Pandemi Sebagai Ajang Audisi Calon RI 1

Siapapun yang piawai memanfaatkan panggung dan momentum pandemi, dan diyakini akan menjadi investasi politik menuju kontestasi politik 2024.

Fenomena ini tentu memunculkan pertanyaan menarik dalam konteks momentum waktu dan strategi politik capres. Apakah betul panggung pandemi akan menjadi eskalator politik strategis bagi para pejabat publik–khususnya kepala daerah–menuju kompetisi Pilpres 2024?

Berdasarkan pengalaman pilpres-pilpres sebelumnya, ada tiga faktor sangat menentukan nama-nama figur yang akan berpotensi besar menggelinding tertangkap radar politik capres terkuat setahun menjelang perhelatan pilpres. Pertama, siapa saja yang memiliki panggung strategis dan secara aktif-atraktif berada di atas panggung politik tersebut.

Kedua, siapa yang terasosiasi kuat mewakili profil gaya kepemimpinan dan komunikasi yang sedang digemari tren mayoritas pemilih setahun menjelang kompetisi.

Ketiga, siapa yang paling tepat secara waktu mendapatkan momentum politik itu. Karena itu, panggung strategis, gaya figur, dan momentum waktu merupakan tiga kombinasi penentu siapa yang akan berada di puncak kontestasi politik elektoral.

Jawaban sementara ini tentu memunculkan pertanyaanlanjutan dalam konteks pandemi hari-hari ini, sejauh mana ‘panggung pandemi’ akan menjadi titik tolak seleksi kepemimpinan nasional. Apakah momentum pandemi akan menjadi panggung strategis elektoral meng­antarkan figur capres kuat hingga 2024 atau sekadar menjadi akademi capres pandemi?

Pascapandemi nanti, sadar atau tidak akan terbentuk persepsi publik terkait keempat gubernur dalam menangani krisis covid-19. Meminjam istilah Erving Goffman (1959) dalam The Presentation of Self in Everyday Life, apa yang dilakukan keempat gubernur ini bukan hanya bagian dari impresi (kesan) tanpa sadar, melainkan juga impresi yang dilakukan dengan sadar.

Impresi politik yang dilakukan para gubernur ini tentu bukan sekadar untuk kepentingan mengendalikan pengaruh atau untuk mencapai tujuan tertentu terkait kebijakan pemerintahan daerah, tetapi sangat mungkin termasuk sedang membangun persepsi politik untuk konteks modal politik menuju 2024. Pemanfaatan krisis pandemi sebagai panggung politik oleh pejabat publik, termasuk keempat gubernur ini, tentu tak dapat dihindari dan dipungkiri.

Anies Baswedan yang unggul dari sisi komunikasi dan relatif berhasil mencitrakan diri.
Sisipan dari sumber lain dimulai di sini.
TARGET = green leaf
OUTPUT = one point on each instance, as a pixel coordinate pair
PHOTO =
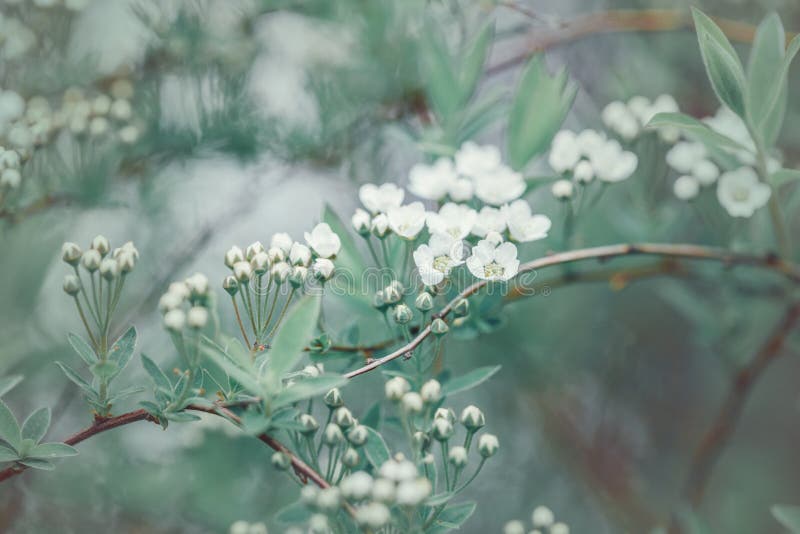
(52, 450)
(537, 112)
(375, 448)
(723, 66)
(292, 337)
(76, 378)
(763, 72)
(84, 350)
(306, 388)
(9, 428)
(38, 463)
(7, 454)
(158, 376)
(469, 380)
(123, 348)
(7, 383)
(36, 425)
(788, 516)
(452, 518)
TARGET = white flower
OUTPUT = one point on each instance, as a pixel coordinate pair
(740, 192)
(435, 260)
(685, 155)
(453, 219)
(500, 187)
(562, 189)
(432, 182)
(476, 161)
(613, 164)
(380, 199)
(493, 262)
(281, 241)
(407, 221)
(522, 226)
(686, 187)
(323, 240)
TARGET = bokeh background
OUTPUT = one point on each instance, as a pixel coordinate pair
(256, 114)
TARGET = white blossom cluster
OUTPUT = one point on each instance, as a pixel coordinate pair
(739, 191)
(588, 155)
(628, 119)
(185, 304)
(543, 520)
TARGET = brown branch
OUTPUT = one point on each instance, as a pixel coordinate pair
(724, 424)
(693, 252)
(619, 21)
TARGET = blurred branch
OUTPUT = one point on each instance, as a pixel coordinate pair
(716, 438)
(684, 251)
(615, 21)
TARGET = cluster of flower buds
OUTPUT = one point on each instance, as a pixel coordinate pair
(543, 520)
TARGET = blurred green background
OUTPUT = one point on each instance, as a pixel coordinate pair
(256, 114)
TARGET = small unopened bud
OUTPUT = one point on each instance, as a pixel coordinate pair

Anies, misalnya, memiliki gaya komunikasi dengan Efek Kejut nya mengais pencitraan melalui media massa yang digunakan sebagai pencari perhatian bagi khalayak umum berikut pemerintahan pusat, belum lagi dengan polemik beberapa menteri karena amburadulnya tata kelola bansos dengan jurus ngelesnya data kependudukan lama.

Begitu juga Ganjar Pranowo yang komunikatif dalam merespons, tergolong mampu menguasai panggung media dengan gaya yang santai melalui berbagai kebijakan. Kepemimpinan Ganjar yang cakap berkomunikasi di panggung dan piawai dalam memanfaatkan momentum bak duplikasi Bung Karno yang merupakan pemimpin solidarity maker.
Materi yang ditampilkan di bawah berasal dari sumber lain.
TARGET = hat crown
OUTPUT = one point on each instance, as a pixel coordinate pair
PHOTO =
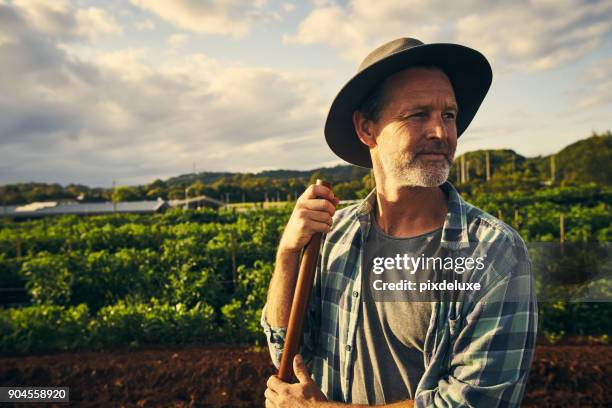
(397, 45)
Dua kepala daerah lainnya, Khofifah Indar Parawansa dan Ridwan Kamil, memiliki gaya kepemimpinan yang berbeda. Cara kerja Ridwan Kamil yang lebih sistematis mengesankan dirinya sebagai sosok teknokrat yang menyentuh hingga ke level teknis. Hal itu terlihat dari kemampuan teknokratiknya menghadirkan aplikasi penanganan covid-19 yang dapat diakses masyarakat, sekaligus menjelaskan detail teknis bantuan secara langsung kepada masyarakat.
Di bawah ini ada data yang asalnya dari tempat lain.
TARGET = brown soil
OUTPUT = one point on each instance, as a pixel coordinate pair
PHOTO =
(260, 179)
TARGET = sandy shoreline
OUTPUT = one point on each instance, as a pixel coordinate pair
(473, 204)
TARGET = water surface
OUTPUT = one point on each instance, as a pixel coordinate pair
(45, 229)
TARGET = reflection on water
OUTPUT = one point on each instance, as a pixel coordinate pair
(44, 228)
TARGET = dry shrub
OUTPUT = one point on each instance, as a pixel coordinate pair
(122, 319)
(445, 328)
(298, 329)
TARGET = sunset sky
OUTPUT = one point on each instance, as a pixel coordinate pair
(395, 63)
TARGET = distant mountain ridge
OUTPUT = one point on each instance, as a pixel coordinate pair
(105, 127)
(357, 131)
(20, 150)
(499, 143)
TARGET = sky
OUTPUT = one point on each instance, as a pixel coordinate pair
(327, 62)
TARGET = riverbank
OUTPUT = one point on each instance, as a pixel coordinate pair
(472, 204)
Gaya kepemimpinan Ridwan Kamil tergolong seperti Bung Hatta yang kaya akan konsep teknis dalam penentuan kebijakan. Sedikit berbeda dari Ridwan Kamil, Khofifah cenderung melakukan cara adaptif dalam menentukan berbagai kebijakan. Khofifah terlibat detail dan runtut mulai dari proses strategis hingga teknis pembuatan kebijakan.